The People’s Republic of China asserted sovereignty over Tibet in 1951 as part of a broader effort by Mao Zedong’s communists to consolidate control over territory historically claimed by China before decades of colonialism, war and internal strife. The Dalai Lama fled to India with help from the Central Intelligence Agency to escape a government crackdown in 1959, and a Tibetan-independence movement has endured ever since.
U.S. Magistrate Judge Roanne Mann in Brooklyn ordered Angwang to remain in custody without bail after a video hearing on Monday. Angwang’s lawyer, John Carman, told the judge his client would “present a bail package in the near future.”
Angwang should remain in custody because he has “access to significant liquid financial assets,” mostly in China, that could help him flee, U.S. officials said. While his sole source of income is his police salary, prosecutors say he had made large and “extremely unusual and suspicious” transactions. He’s wired almost $200,000 from a U.S. bank to a Chinese account in his brother’s name, prosecutors said.
Prosecutors say Angwang, an ethnic Tibetan, got asylum in the U.S. after claiming he’d been arrested and tortured in China because of his ancestry. U.S. authorities now say those claims were false, based on Angwang’s numerous trips back to China since then.
U.S. authorities say their evidence includes recorded conversations of one Chinese official who has been Angwang’s “handler” and gave him “tasks” to perform. Angwang called and texted the second Chinese official’s mobile phone on at least 53 occasions between August 2014 and August 2017, U.S. officials said.
William Sweeney, head of the Federal Bureau of Investigation’s New York office, which is investigated the case, called Angwang “an insider threat” who used his position in the NYPD to aid China. Angwang also is a sergeant with the U.S. Army Reserve and holds “secret” level security clearance because of his role with the Airborne Civil Affairs team at Fort Dix, New Jersey, where prosecutors say he assists in the planning and training of civil-military programs.
Angwang’s father is a retired member of the People’s Liberation Army in China and a Communist Party member, while his mother is a retired Chinese government official and party member, U.S. authorities said.

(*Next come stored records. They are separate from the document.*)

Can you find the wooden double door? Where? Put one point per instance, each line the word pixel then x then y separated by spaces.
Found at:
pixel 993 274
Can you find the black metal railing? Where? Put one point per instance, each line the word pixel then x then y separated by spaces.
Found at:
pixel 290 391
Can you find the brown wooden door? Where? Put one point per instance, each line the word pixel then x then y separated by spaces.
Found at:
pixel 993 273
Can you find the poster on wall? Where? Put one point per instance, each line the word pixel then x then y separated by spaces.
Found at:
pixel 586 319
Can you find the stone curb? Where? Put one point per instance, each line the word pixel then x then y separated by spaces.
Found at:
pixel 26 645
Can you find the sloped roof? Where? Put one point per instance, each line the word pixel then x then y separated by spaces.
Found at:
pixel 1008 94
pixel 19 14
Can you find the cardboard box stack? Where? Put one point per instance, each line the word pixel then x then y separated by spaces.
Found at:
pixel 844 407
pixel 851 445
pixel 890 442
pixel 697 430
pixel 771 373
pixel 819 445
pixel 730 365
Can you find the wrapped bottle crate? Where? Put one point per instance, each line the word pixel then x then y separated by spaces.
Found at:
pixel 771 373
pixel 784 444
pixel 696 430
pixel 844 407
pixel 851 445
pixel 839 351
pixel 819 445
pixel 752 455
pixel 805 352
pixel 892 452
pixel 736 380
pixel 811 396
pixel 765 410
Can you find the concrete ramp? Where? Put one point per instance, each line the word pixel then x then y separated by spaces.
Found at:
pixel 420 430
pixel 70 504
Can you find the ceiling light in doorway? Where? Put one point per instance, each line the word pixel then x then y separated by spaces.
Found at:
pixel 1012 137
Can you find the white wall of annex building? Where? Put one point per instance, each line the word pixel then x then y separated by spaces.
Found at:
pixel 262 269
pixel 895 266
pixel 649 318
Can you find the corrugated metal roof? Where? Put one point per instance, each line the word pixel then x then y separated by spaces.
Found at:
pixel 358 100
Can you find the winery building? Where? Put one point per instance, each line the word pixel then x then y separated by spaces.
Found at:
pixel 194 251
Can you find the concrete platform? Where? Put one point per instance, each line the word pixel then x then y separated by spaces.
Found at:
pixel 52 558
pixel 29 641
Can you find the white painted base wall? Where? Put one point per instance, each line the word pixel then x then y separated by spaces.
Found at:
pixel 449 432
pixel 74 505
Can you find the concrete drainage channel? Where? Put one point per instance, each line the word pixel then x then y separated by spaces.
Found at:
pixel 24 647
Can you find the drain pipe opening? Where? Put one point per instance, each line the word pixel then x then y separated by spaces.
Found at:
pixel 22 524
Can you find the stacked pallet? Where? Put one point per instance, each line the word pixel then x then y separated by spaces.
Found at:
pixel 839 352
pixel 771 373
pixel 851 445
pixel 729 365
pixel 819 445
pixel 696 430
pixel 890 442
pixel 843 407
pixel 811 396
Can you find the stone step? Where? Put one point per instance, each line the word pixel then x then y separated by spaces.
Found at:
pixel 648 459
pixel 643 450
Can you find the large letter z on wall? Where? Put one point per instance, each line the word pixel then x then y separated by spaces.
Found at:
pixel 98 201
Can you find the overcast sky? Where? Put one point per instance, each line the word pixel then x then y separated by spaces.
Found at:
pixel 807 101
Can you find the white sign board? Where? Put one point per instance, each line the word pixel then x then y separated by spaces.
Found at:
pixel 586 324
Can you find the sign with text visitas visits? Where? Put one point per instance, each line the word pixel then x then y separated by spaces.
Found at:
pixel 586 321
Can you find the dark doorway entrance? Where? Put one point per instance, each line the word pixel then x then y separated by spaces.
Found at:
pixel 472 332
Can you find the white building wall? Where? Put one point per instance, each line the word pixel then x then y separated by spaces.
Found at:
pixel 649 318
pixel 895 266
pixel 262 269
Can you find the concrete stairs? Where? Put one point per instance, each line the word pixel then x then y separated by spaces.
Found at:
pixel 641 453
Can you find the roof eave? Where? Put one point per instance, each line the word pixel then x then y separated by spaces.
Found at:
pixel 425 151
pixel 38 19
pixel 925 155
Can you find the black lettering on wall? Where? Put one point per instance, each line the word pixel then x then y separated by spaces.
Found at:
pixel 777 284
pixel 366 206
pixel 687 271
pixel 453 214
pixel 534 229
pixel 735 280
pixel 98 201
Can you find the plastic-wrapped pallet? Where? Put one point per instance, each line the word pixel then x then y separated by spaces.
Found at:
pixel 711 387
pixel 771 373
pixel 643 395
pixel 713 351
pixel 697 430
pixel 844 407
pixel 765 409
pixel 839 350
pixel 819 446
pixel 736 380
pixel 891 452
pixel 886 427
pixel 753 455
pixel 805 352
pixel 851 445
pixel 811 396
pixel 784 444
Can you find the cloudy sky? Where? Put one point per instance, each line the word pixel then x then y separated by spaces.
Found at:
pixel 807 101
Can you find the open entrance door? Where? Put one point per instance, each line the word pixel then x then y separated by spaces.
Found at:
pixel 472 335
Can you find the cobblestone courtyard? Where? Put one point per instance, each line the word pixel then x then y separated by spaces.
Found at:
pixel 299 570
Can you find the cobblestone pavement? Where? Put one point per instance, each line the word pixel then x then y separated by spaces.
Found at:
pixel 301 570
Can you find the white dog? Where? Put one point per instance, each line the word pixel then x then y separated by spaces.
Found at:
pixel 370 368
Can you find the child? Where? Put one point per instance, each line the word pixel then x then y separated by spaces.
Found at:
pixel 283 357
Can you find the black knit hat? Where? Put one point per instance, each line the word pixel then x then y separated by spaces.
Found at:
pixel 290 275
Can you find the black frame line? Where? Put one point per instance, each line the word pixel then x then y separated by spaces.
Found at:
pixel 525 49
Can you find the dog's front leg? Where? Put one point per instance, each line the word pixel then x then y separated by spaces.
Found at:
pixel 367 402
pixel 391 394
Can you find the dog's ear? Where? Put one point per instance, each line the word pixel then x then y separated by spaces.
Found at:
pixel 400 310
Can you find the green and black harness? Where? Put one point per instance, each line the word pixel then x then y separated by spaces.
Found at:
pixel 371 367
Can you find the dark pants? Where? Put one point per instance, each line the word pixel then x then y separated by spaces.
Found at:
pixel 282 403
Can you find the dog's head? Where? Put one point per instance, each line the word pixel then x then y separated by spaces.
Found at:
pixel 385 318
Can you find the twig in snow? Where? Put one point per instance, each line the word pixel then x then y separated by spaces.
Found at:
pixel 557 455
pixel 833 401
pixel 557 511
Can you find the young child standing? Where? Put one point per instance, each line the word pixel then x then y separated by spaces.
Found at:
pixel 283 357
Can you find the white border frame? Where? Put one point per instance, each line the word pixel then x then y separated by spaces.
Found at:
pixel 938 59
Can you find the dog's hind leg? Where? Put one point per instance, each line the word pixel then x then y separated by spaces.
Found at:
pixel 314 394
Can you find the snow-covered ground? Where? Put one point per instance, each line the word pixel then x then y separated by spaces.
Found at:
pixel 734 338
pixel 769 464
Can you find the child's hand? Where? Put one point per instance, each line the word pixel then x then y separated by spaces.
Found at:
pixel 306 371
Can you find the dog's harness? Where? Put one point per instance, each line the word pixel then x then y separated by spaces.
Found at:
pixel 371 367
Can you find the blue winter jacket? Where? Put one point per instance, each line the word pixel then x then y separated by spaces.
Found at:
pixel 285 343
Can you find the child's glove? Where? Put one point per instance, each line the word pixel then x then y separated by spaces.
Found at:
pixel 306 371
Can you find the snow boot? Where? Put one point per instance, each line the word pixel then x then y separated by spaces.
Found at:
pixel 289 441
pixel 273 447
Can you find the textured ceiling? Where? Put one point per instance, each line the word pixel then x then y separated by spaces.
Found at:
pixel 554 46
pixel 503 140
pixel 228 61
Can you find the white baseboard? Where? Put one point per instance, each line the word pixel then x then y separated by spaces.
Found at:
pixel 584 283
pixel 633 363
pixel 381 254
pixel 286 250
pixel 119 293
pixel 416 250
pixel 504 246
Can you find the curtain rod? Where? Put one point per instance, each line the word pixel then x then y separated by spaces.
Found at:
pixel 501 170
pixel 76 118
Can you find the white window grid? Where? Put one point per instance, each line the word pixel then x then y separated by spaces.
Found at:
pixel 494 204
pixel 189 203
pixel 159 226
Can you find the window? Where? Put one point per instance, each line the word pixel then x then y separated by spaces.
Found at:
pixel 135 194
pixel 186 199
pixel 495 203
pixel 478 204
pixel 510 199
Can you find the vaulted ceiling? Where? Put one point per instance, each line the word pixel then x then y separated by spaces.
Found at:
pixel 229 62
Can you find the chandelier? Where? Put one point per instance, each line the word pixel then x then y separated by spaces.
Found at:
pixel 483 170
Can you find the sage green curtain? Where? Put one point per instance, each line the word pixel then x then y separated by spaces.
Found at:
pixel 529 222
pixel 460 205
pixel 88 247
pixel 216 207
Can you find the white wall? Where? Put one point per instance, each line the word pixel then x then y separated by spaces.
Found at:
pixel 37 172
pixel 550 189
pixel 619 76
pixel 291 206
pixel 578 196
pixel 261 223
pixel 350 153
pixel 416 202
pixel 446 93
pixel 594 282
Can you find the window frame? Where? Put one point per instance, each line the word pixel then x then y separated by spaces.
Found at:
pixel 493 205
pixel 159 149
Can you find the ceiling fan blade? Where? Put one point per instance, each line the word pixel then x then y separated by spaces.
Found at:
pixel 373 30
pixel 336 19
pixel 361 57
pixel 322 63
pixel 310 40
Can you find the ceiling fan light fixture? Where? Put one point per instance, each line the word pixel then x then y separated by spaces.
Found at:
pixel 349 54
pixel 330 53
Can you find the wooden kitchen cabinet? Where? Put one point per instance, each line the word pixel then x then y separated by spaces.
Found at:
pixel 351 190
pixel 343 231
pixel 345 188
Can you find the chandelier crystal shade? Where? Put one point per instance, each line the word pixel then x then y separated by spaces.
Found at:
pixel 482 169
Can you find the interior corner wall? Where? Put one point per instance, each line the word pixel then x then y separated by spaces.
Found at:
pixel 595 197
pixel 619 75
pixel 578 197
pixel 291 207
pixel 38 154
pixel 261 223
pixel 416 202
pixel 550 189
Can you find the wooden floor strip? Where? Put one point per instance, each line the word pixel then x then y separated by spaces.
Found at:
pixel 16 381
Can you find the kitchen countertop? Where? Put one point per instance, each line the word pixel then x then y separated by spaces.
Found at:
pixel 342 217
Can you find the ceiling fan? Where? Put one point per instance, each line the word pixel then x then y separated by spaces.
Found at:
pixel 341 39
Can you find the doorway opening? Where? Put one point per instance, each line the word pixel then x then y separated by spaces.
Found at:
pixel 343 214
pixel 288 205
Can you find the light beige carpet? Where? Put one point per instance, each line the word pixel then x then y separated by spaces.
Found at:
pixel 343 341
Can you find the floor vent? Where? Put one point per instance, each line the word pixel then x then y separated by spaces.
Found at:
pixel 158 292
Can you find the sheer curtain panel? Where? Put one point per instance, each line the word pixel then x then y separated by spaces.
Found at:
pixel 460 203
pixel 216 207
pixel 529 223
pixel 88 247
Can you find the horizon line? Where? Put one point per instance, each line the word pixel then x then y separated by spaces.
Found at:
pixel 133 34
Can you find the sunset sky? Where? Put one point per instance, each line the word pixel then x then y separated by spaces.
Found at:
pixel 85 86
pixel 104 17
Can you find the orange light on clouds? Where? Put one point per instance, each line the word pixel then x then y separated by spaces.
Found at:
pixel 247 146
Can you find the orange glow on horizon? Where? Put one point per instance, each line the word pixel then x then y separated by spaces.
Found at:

The U.S. also alleged that Angwang used his NYPD position in the police department to provide Chinese consulate officials access to senior police officials during department events. Angwang failed to notify the Attorney General that he was acting as an agent of the Chinese government, prosecutors said.
In his recorded conversations, Angwang “discussed his desire to further goals and objectives” of China, and once said he invited Chinese officials to police events in New York to “raise our country’s soft power.”
Angwang allegedly provided the names of Tibetan individuals, as well as groups of disenfranchised Tibetans “to recruit as potential intelligence sources,” including one Tibetan-American who had run for public office in another state, prosecutors said. Angwang also attended Tibetan community meetings and provided information about Chinese ethnic minority groups who “likely harbored” anti-Chinese views, prosecutors said.